Reit-im-Winkl: Klettersteige mit TÜV-Zertifikat

Der Hausbachfallsteig in Reit im Winkl ist der erste TÜV-geprüfte Klettersteig Deutschlands. Zusammen mit dem Schuasta-Gangl durch die Steinplatte bietet er Klettersteiglern ein lohnendes Duett für ein Wochenende in der Vertikalen.
Von Norbert Eisele-Hein (Text und Bilder)
 
Blumenmeer unter steilem Fels: Der »Schuasta-Gangl geizt nicht mit Reizen. © Norbert Eisele-Hein
Blumenmeer unter steilem Fels: Der »Schuasta-Gangl geizt nicht mit Reizen.
»Zum TÜV muss ich auch noch«, jammert Mann meist und meint damit eigentlich sein Auto. Und schon schwingt eine Mischung aus Respekt, Nervosität und unterschwelliger Angst in der Stimme. Hoffentlich beanstandet der TÜV nichts. Reißt der Besuch in der Werkstatt wieder ein klaftertiefes Loch in den Geldbeutel, ehe die begehrte Prüfplakette für zwei Jahre Ruhe und Sicherheit verschafft? Umgekehrt beim Tretroller für die Kids oder dem Wasserkocher: Da wird der TÜV sofort zum Verbündeten des Zeigefinger-bewehrten Über-Papis. Der Nachwuchs soll ja nicht mit Lenkerbruch aus der Kurve fliegen, und der Wasserkocher nicht explodieren, wenn man gerade den Frühstückstee bereitet.
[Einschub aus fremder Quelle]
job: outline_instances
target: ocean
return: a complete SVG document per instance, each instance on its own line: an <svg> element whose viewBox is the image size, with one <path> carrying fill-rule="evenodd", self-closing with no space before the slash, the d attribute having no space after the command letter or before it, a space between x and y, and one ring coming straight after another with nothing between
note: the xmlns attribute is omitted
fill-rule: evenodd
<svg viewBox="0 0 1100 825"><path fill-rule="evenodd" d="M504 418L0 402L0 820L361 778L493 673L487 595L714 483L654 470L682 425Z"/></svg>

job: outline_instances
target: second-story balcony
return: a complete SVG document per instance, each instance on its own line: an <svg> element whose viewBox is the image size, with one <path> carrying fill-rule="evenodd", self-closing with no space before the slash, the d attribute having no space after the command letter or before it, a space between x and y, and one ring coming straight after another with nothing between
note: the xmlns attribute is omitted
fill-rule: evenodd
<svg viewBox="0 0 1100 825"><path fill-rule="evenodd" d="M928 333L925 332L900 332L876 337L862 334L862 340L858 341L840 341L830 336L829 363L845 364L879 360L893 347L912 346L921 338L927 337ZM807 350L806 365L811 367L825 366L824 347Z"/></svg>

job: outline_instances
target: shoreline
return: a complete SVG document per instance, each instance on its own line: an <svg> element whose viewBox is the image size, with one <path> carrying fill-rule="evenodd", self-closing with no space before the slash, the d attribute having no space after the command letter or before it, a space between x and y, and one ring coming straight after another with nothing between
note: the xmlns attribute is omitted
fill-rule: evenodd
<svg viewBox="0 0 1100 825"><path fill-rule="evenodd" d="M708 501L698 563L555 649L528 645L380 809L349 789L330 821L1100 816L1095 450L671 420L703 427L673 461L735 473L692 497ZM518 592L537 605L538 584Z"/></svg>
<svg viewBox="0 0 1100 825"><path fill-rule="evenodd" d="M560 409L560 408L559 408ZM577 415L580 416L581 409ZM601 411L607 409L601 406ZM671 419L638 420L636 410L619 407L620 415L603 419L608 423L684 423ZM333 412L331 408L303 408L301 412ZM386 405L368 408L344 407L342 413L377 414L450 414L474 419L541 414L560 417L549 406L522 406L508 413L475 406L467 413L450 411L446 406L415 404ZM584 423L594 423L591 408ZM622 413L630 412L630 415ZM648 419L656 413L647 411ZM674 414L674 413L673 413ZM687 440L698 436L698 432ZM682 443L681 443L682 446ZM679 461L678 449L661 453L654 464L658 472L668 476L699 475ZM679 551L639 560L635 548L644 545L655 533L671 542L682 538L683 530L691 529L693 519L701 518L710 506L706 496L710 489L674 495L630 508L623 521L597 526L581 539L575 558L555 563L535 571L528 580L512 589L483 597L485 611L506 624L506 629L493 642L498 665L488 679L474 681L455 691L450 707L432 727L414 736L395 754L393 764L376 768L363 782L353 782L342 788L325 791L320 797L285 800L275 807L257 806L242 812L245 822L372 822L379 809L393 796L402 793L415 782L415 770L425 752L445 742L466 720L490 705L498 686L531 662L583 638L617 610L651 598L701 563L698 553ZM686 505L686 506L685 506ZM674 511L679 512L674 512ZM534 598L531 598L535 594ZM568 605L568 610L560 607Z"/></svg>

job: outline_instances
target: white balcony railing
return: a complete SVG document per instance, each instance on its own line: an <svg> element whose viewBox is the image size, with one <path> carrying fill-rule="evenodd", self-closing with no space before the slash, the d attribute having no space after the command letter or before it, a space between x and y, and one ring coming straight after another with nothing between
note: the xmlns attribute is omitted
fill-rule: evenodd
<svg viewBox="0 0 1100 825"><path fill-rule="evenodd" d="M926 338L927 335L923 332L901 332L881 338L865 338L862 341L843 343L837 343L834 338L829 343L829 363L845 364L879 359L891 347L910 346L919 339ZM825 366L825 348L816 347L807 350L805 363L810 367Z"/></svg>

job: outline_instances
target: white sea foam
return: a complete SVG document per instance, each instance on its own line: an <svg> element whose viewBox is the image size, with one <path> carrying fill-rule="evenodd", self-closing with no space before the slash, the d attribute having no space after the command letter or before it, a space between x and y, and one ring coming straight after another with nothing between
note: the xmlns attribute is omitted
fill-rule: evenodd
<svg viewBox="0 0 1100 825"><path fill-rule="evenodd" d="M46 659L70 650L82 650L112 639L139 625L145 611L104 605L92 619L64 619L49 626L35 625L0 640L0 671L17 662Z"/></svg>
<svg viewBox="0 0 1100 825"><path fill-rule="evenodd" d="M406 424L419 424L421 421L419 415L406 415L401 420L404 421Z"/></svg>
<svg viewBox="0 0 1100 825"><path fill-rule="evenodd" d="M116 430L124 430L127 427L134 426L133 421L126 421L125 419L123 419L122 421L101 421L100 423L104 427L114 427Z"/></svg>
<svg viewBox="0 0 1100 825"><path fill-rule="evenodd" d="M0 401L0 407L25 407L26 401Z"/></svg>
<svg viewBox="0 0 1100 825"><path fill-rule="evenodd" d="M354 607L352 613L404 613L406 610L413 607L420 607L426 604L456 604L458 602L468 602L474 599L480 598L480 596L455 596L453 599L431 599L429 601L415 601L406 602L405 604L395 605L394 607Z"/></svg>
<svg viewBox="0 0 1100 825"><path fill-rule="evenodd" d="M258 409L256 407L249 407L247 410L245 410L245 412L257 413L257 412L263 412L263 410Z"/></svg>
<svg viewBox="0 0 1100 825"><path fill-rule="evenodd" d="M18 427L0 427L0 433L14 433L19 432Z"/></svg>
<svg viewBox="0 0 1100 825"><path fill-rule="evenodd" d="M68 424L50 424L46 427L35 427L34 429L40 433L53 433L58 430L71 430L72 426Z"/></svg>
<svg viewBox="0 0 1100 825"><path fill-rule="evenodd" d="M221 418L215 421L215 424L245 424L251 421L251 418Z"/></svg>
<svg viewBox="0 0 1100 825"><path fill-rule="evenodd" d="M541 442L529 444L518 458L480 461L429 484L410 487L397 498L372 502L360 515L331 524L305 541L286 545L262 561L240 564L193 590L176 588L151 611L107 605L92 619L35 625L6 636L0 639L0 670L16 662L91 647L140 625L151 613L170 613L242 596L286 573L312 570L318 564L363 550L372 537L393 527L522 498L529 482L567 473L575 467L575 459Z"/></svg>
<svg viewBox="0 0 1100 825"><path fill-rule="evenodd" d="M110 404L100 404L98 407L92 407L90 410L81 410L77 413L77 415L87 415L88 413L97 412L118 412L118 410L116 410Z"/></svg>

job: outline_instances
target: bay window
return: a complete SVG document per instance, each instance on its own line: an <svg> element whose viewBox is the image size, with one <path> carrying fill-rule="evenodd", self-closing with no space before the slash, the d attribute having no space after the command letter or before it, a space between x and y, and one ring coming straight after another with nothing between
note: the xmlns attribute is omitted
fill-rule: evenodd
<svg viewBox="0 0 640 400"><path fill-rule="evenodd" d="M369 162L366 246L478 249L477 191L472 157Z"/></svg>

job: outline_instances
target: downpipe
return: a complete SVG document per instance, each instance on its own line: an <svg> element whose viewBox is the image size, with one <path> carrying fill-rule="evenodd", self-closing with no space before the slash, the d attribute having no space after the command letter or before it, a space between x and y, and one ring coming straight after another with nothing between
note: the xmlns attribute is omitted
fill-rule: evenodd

Dass der Technische Überwachungsverein nun auch ein Auge auf Klettersteige wirft, kann auf keinen Fall schaden. Denn im steilen Fels kann bereits eine lockere Schraube fatale Folgen haben. Zumal Klettersteiggehen boomt. Die Kosten für die Ausrüstung sind mit knapp 150 Euro überschaubar. Damit werden Wände machbar, die sonst den Kletter-Assen vorbehalten sind. Gemogelt, sagen manche, dabei ist Schwindelfreiheit auch an Klettersteigen Grundvoraussetzung. Seile und Leitern, Bügel und Klammern degradieren zwar das Abenteuer des Freikletterns, bringen das luftige Erlebnis dafür in die Reichweite einer viel größeren Zielgruppe. Klettersteige bieten den kalkulierten Kick und liegen daher ebenso im Trend wie Hallenklettern und Pistenskitouren. Nicht jeder ist gewillt, am Berg seine Grenzen zu verschieben, wenn alpine Infrastruktur ein steiles Erlebnis auch angstfrei möglich macht.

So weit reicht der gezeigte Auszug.